- Scientists have long been puzzled by how specific chains of amino acids go on to form three-dimensional proteins.
- DeepMind developed a system that's able to predict "protein folding" in a fraction of the time of human experiments, and with unprecedented accuracy.
- The achievement could greatly improve drug research and development, as well as bioengineering pursuits.
In 1994, a group of scientists created a competition to solve one of the most perplexing problems in biology: how do proteins fold themselves into 3D shapes, which then carry out fundamental processes within living organisms?
The answer to this 50-year-old question could revolutionize many scientific pursuits, from accelerating and improving drug development, to creating better biofuels. But the competition, called Critical Assessment of Protein Structure Prediction (CASP), went decades without a solution.
Then artificial intelligence got into the mix.
DeepMind, a U.K.-based AI company, essentially solved the long-standing problem in the most recent competition, CASP14. The company outperformed the other teams by magnitudes, predicting the shapes of proteins with accuracy rates never before achieved by humans.
“This is a big deal,” John Moult, a computational biologist who co-founded CASP, told Nature. “In some sense the problem is solved.”
In the biennial competition, teams analyze around 100 proteins with the goal of predicting their eventual 3D shape. A protein’s shape determines its function. For example, a protein can become an antibody that binds to foreign particles to protect, an enzyme that carries out chemical reactions, or a structural component that supports cells.
Proteins start as a string of hundreds of amino acids. Within a protein, pairs of amino acids can interact in numerous ways, and these particular interactions determine the final shape of the protein. But given the sheer number of possible interactions, it’s incredibly difficult to predict a protein’s physical shape. Difficult, but not impossible.
Since CASP began, scientists have been able to predict the shape of some simple proteins with reasonable accuracy. CASP is able to verify the accuracy of these predictions by comparing them to the actual shape of proteins, which it obtains through the unpublished results of lab experiments.
But these experiments are difficult, often taking months or years of hard work. The shapes of some proteins have eluded scientists for decades. As such, it’s hard to overstate the value of having an AI that’s able to churn out this work in just hours, or even minutes.
In 2018, DeepMind, which was acquired by Google in 2014, startled the scientific community when its AlphaFold algorithm won the CASP13 contest. AlphaFold was able to predict protein shapes by “training” itself on vast amounts of data on known amino acid strings and their corresponding protein shapes.

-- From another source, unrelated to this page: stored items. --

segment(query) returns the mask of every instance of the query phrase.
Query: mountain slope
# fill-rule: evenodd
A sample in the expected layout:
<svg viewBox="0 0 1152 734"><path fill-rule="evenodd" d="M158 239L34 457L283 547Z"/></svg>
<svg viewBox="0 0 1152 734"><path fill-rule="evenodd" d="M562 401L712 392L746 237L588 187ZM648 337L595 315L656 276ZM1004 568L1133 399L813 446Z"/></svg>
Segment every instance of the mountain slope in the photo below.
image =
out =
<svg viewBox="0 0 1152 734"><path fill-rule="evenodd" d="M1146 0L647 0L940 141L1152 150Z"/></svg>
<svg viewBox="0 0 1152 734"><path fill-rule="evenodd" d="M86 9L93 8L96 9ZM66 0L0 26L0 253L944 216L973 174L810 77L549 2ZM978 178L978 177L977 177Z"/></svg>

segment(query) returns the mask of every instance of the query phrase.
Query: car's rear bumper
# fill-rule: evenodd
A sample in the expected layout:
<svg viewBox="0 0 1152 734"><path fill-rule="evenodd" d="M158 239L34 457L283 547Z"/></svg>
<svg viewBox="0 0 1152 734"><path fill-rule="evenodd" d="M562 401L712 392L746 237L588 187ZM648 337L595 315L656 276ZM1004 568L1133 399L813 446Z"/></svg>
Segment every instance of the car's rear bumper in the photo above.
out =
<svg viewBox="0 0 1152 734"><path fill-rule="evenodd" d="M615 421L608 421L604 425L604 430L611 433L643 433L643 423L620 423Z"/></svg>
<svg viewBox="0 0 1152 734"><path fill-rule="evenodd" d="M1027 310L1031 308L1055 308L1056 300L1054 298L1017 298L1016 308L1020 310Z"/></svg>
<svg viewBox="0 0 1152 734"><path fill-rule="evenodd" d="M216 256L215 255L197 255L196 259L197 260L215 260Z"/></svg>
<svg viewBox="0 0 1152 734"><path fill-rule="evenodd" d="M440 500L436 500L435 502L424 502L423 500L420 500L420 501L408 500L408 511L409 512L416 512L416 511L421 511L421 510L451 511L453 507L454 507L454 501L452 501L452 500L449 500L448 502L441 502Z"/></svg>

In other words, AlphaFold learned that particular amino acid configurations—say, distances between pairs, angles between chemical bonds—signaled that the protein would likely take a particular shape. AlphaFold then used these insights to predict the shapes of unmapped proteins. AlphaFold’s performance in the 2018 contest was impressive, but not reliable enough to consider the problem of “protein folding” solved.
In the latest contest, DeepMind used an updated version of AlphaFold. It combines the previous deep-learning strategy with a new “attention algorithm” that accounts for physical and geometric factors. Here’s how DeepMind describes it:
“A folded protein can be thought of as a ‘spatial graph,’ where residues are the nodes and edges connect the residues in close proximity. This graph is important for understanding the physical interactions within proteins, as well as their evolutionary history.”
“For the latest version of AlphaFold, used at CASP14, we created an attention-based neural network system, trained end-to-end, that attempts to interpret the structure of this graph, while reasoning over the implicit graph that it’s building. It uses evolutionarily related sequences, multiple sequence alignment (MSA), and a representation of amino acid residue pairs to refine this graph.”
CASP measures prediction accuracy through the “Global Distance Test (GDT)”, which ranges from 0-100. The new version of AlphaFold scored a median of 92.4 GDT for all targets.
Given that the specific ways in which proteins take shape can shed light on how diseases form, AlphaFold could greatly accelerate disease research and drug development. And while it’s too late for the system to help with COVID-19, DeepMind says that protein structure prediction could be “useful in future pandemic response efforts.”
Still, scientists have much to learn about predicting protein structures, and while AlphaFold has proven faster and more accurate than human experiments, the system isn’t 100 percent accurate. But DeepMind’s achievement signals that AI may become a surprisingly powerful tool in unlocking key mysteries in biology and beyond.
“For all of us working on computational and machine learning methods in science, systems like AlphaFold demonstrate the stunning potential for AI as a tool to aid fundamental discovery,” DeepMind wrote. “Just as 50 years ago Anfinsen laid out a challenge far beyond science’s reach at the time, there are many aspects of our universe that remain unknown. The progress announced today gives us further confidence that AI will become one of humanity’s most useful tools in expanding the frontiers of scientific knowledge, and we’re looking forward to the many years of hard work and discovery ahead!”